From Kirkus Reviews:
From Canadian publisher de Villiers (Down the Volga, 1992, etc.): a fruity, complex story of a California winemaker--a tale much like crushed raspberries on a summer's day, with a heartbreaking, underlying silkiness and a faint hint of fresh farm butter. De Villiers tracked down master vintner Josh Jensen at the Calera winery in California after he had unexpectedly been served an incredible domestic but Burgundian pinot noir--``like rubies under fire''--at a small dinner party. De Villiers dipped his nose into the glass, inhaled slowly, and took a small sip: ``It was rich and complex, with a maddening hint of chocolate and violets. I groped for descriptives, as wine people do, without much luck.'' Hooked, utterly! Not much later, de Villiers was interviewing Jensen, the maverick winemaker who produced this pinot noir under conditions that the California wine establishment declared entirely inhospitable to his project.
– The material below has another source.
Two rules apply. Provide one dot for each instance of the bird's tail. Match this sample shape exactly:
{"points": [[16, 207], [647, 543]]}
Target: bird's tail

De Villiers tells of the winery and its workers; of the place in Burgundy where the vines of ``the heartbreak grape'' came from (it's called heartbreak ``because of its fickle nature and of its tendency to veer wildly from thin plonk to vins de garde); about the hilltop wilderness that Jensen turned into vineyards; planting the first vines; how the vines are managed with tender loving care; the importance of limestone; Jensen's stubborn desire to make the best pinot noir in America; the fight for water against the draught; the crucial, anxiety- ridden decision about the best time to pick the grapes; the business risks, fermentation; and bottling, racking, hyping, and pricing. Great wit about the poetics of sensation: not to be gulped but sipped, and for the full body let it breathe by your bed as the bouquet rises ``to the vaults in the brain where nostalgic memories are stored.'' -- Copyright ©1993, Kirkus Associates, LP. All rights reserved.
From Publishers Weekly:
Josh Jensen, the wine-besotted hero of this adventure/love story and founder of the small Calera Wine Company, set out to produce a California wine to rival the best French burgundies--an impossible quest, he was told by vintners. De Villiers ( White Tribe Dreaming ) traces Jensen's apprenticeship in the vineyards of France, his frustrating search in California for the right limestone soil and climate, his acquisition of a barely accessible mountainside in the central part of the state and his dedication to his goal, which ruined his marriage. Along the way, the character of the pinot noir grape and the difficulties of its transformation into the "perfect" wine become as compelling to the reader as to Jensen and the author. Equally absorbing are the details of financing the winery, bottling, labelling, pricing and marketing the wine. This gracefully written tale will delight anyone who takes pleasure in a good burgundy. Illustrations.